À la commune de Ngozi, le service d’enregistrement des naissances accueille des mères qui viennent faire enregistrer des enfants non-reconnus par leurs pères. C’est le cas d’une femme de la colline Kinyami rencontrée devant le bureau de la commune Ngozi. « Le père a refusé de reconnaître l’enfant », a confié la maman. Elle a indiqué qu’elle ne sait même pas où trouver ce dernier. Elle a porté plainte contre son mari sans succès, leur enfant a aujourd’hui 3 ans et trois mois. Étant une femme démunie, elle regrette qu’elle ne soit pas capable de répondre aux besoins de son enfant. Son mari, militaire, n’a pas reconnu l’enfant juste après l’accouchement. Ses conditions de vie, poursuit-elle, sont devenues difficiles à partir de ce moment.
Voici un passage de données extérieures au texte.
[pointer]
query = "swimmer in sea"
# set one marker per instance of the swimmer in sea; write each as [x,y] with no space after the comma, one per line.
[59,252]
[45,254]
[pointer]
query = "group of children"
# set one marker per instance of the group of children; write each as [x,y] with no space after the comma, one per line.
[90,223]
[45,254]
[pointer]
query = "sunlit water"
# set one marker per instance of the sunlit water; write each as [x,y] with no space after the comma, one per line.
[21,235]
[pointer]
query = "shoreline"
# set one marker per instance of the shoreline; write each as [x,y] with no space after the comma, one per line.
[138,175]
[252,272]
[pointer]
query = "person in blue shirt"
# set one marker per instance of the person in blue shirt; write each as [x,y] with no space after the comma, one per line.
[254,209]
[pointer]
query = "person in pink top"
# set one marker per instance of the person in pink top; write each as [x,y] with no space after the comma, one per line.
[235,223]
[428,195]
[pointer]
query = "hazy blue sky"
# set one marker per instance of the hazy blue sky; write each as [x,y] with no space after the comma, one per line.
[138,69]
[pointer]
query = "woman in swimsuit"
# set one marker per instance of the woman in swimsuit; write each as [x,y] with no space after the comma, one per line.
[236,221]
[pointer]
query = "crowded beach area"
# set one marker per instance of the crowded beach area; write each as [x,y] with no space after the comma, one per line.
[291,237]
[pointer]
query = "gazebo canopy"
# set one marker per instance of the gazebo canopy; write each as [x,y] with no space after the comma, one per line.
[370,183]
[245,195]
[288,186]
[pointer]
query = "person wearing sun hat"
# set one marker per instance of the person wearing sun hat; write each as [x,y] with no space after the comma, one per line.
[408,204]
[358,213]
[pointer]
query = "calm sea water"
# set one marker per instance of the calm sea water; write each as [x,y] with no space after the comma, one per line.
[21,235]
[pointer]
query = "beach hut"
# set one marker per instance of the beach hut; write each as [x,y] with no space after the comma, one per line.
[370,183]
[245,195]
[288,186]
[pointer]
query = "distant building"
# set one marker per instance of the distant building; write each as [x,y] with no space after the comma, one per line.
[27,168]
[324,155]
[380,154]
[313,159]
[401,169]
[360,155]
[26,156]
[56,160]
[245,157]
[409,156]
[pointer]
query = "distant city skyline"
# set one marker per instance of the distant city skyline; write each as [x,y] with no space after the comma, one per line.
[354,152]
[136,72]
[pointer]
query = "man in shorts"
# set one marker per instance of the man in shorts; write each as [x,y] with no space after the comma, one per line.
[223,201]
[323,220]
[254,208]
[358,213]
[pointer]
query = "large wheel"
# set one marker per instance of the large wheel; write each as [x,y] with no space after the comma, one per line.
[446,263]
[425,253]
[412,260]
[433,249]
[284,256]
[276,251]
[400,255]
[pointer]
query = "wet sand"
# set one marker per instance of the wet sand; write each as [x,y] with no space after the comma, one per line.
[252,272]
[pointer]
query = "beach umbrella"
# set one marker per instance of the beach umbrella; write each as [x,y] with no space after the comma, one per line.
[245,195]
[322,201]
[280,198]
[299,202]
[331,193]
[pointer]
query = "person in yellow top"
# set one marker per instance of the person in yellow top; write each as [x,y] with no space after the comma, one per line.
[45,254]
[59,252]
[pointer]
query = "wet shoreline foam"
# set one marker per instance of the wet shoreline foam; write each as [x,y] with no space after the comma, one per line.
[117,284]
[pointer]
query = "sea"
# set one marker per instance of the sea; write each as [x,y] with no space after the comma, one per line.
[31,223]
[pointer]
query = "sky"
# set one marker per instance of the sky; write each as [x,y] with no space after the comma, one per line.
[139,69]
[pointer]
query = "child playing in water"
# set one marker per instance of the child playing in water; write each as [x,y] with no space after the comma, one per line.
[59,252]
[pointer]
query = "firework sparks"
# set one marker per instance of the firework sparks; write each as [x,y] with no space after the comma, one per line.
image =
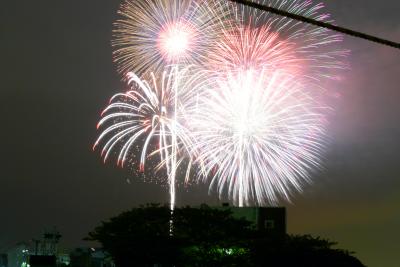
[258,135]
[148,116]
[262,40]
[154,34]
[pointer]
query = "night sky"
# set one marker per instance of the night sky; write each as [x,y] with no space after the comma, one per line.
[57,75]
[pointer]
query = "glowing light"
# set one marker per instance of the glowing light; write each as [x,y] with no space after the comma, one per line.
[147,120]
[258,135]
[152,34]
[175,41]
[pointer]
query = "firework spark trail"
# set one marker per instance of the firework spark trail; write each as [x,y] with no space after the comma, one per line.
[264,40]
[258,135]
[148,112]
[153,34]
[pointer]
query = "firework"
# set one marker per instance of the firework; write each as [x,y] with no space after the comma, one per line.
[147,118]
[258,135]
[155,33]
[263,40]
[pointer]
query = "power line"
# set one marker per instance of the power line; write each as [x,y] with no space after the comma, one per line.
[319,23]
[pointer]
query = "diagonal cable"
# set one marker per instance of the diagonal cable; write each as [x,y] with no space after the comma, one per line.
[318,23]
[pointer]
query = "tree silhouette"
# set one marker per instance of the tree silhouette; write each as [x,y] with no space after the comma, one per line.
[208,237]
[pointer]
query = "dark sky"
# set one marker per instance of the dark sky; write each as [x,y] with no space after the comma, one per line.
[57,75]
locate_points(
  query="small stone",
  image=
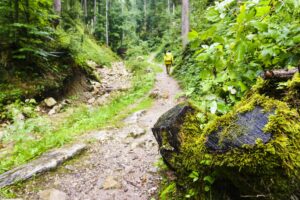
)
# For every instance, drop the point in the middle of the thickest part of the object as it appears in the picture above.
(38, 109)
(137, 132)
(92, 100)
(20, 117)
(2, 133)
(111, 183)
(155, 94)
(165, 95)
(70, 167)
(92, 64)
(152, 190)
(32, 101)
(50, 102)
(52, 194)
(55, 110)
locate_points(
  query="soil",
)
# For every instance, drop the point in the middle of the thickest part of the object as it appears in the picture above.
(120, 163)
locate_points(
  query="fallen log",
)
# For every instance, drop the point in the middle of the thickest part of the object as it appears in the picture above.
(279, 74)
(252, 151)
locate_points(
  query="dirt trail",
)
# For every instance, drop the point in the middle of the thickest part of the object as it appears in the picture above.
(120, 164)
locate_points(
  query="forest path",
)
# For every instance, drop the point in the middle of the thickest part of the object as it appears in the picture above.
(119, 164)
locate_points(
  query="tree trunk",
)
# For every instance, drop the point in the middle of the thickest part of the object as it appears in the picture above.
(95, 13)
(85, 10)
(57, 6)
(122, 37)
(173, 8)
(145, 15)
(280, 74)
(185, 22)
(16, 10)
(106, 23)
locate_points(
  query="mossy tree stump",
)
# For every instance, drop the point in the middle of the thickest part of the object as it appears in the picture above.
(253, 152)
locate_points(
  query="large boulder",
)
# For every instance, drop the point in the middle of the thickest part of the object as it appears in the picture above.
(252, 152)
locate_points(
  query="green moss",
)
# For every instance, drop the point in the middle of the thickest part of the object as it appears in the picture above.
(272, 168)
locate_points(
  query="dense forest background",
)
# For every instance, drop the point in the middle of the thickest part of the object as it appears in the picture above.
(220, 49)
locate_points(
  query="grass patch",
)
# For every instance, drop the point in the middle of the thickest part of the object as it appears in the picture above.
(82, 120)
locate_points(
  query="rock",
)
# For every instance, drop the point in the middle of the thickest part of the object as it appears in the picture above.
(31, 101)
(136, 132)
(2, 133)
(20, 117)
(92, 100)
(55, 109)
(50, 102)
(166, 131)
(65, 102)
(111, 183)
(140, 58)
(250, 124)
(52, 194)
(133, 119)
(45, 162)
(92, 64)
(37, 109)
(247, 147)
(155, 94)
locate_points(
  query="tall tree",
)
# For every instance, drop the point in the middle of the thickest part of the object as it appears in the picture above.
(185, 21)
(106, 23)
(95, 14)
(57, 6)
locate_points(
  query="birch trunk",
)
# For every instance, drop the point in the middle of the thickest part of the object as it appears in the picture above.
(185, 22)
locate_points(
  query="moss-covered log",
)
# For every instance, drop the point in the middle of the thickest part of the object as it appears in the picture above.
(253, 152)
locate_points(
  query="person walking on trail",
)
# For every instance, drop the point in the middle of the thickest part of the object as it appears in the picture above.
(169, 59)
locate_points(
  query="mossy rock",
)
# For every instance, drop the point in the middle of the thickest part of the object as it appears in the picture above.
(252, 152)
(246, 130)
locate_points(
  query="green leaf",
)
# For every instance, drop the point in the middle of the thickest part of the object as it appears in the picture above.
(296, 39)
(209, 179)
(207, 188)
(193, 35)
(262, 11)
(213, 107)
(212, 15)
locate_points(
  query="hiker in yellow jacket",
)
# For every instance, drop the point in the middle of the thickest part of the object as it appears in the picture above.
(169, 59)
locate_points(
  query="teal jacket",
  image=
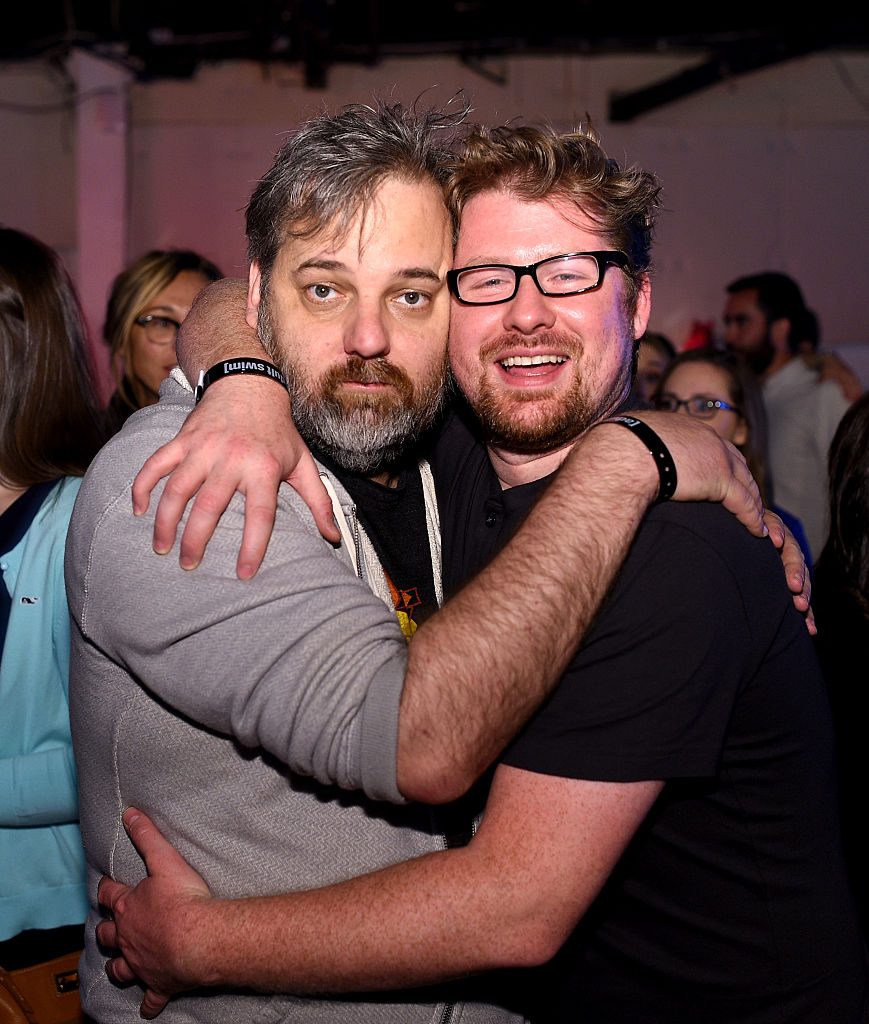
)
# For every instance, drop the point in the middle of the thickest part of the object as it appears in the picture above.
(42, 866)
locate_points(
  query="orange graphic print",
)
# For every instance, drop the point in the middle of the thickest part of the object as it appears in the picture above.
(404, 602)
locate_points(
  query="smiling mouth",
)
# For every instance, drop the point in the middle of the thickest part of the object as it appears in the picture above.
(531, 360)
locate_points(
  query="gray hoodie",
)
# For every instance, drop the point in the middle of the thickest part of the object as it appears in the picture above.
(255, 721)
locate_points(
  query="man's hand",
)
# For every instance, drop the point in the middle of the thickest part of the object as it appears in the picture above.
(146, 921)
(249, 443)
(709, 468)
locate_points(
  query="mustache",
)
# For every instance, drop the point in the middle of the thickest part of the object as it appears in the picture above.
(558, 341)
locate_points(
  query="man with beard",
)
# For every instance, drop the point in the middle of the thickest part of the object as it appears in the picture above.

Ange Nadège Uwimana, conseillère communale de Ngozi chargée des affaires sociales, affirme que dans sa commune, il y a des jeunes garçons et des hommes qui refusent de reconnaître leurs enfants. « Nous continuons des sensibilisations pour les inciter à abandonner cette attitude malsaine qui perturbe la vie des enfants. » Et de conseiller aux jeunes filles de s’abstenir et d’attendre au moins le mariage légal et d’éviter des relations avec ces genres de personnes. Elle leur recommande surtout de se confier vite aux autorités administratives quand les pères de leurs enfants refusent leur paternité.

Victimes des manipulations

Une de nos sources dont l’enfant n’est pas reconnu par son père témoigne. Elle a été engrossée par un homme marié, car elle allait régulièrement chez lui pour lui demander de lui charger son téléphone portable. Elle a tout témoigné devant le juge, mais le bourreau a nié catégoriquement la relation qui a abouti à une grossesse. Il a été emprisonné avant d’être libéré sous caution. « Il a même menti en disant qu’il acceptait de prendre en charge son enfant, mais il ne l’a jamais fait. »

Une autre victime soutient avoir été trahie par son amoureux. « J’ai eu une relation avec un collègue de travail et je suis tombée enceinte », renchérit-elle. Il a refusé d’assumer ses responsabilités de père. La victime de trahison raconte qu’elle n’a pas été comprise dans sa famille. « Mon père s’est énervé au point de battre et de violenter ma mère à cause de ma grossesse. »

Au sein de l’action pour les femmes et les enfants vulnérables, ces jeunes filles sont accueillies déjà désespérées. Gloriose Niyimpa , psychologue au sein de l’Action, précise que ce centre essaie de les écouter afin qu’elles voient que la vie continue malgré tout. Elle lance un appel vibrant à ceux qui maltraitent les jeunes filles de couper court à ce comportement. « Cela freine le développement du pays, surtout que ces jeunes filles représentent la génération future. »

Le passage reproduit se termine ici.